My first guess would be "eventual result of several really badly droughty years in a row".

I wouldn't fertilize it but I guess it's too late for that ;) (DON'T fertilize it any more, though!). Frankly this time of year I would be leery of watering, either (you do not want it to put energy into weak, late-season growth that will just die off over the winter). But, if you think it's thirsty (and it is possible it needs watering), I'd suggest digging a small hole someplace under the dripline of the tree (i.e. directly below the tippy ends of the longest branches). If you hit a root, apologize to it and go around it. Purpose of hole is to determine exactly how dry the soil is.

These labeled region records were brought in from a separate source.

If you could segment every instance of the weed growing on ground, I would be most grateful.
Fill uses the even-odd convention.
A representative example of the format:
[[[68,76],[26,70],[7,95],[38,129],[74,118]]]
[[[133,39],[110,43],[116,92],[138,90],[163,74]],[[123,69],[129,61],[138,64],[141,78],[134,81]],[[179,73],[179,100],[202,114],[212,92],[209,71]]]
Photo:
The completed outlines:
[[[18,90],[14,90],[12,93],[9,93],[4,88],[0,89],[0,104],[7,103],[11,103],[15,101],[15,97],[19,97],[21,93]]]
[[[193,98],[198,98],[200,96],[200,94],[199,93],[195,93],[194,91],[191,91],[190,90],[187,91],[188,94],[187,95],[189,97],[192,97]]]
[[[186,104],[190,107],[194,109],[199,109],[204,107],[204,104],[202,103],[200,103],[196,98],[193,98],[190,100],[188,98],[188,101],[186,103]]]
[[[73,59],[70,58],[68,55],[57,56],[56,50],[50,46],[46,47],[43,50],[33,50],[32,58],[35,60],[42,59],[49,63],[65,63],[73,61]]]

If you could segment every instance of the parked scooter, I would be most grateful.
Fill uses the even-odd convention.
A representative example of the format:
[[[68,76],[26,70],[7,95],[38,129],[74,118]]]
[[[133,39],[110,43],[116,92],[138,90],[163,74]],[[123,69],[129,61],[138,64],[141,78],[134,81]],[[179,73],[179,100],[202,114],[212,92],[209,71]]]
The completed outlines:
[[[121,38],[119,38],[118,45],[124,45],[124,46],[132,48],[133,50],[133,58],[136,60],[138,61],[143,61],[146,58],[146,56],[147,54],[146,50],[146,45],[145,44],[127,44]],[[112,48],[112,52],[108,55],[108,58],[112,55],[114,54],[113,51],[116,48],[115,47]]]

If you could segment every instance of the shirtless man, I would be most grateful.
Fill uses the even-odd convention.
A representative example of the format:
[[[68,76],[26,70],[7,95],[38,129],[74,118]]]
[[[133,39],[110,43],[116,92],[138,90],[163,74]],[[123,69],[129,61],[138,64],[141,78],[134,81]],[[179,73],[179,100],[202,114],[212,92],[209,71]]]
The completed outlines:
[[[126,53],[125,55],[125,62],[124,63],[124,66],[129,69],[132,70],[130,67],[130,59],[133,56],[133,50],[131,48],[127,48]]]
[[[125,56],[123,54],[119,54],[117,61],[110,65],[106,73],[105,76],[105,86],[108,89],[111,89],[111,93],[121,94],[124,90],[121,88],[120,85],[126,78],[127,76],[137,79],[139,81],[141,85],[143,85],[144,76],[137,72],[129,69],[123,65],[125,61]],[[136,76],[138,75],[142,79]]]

Dig down like 12-18" (fill it up again right afterwards of course!). What is the soil like? If it is crumbly dry down there, I'd water. Not just for five minutes (five minutes is not enough even for a newly-planted sapling, nevermind a real-sized tree)... you want to get LOTS AND LOTS of water on there. Pick a still day, preferably cloudy, and use a sprinkler so you can adequately measure how much water you're puttting on using an empty can. You want to wet the entire area around the tree, about twice as far out as the dripline (so if the tree is 15' wide, you need to water a 30' circle -- it might require relocating the sprinkler a couple times).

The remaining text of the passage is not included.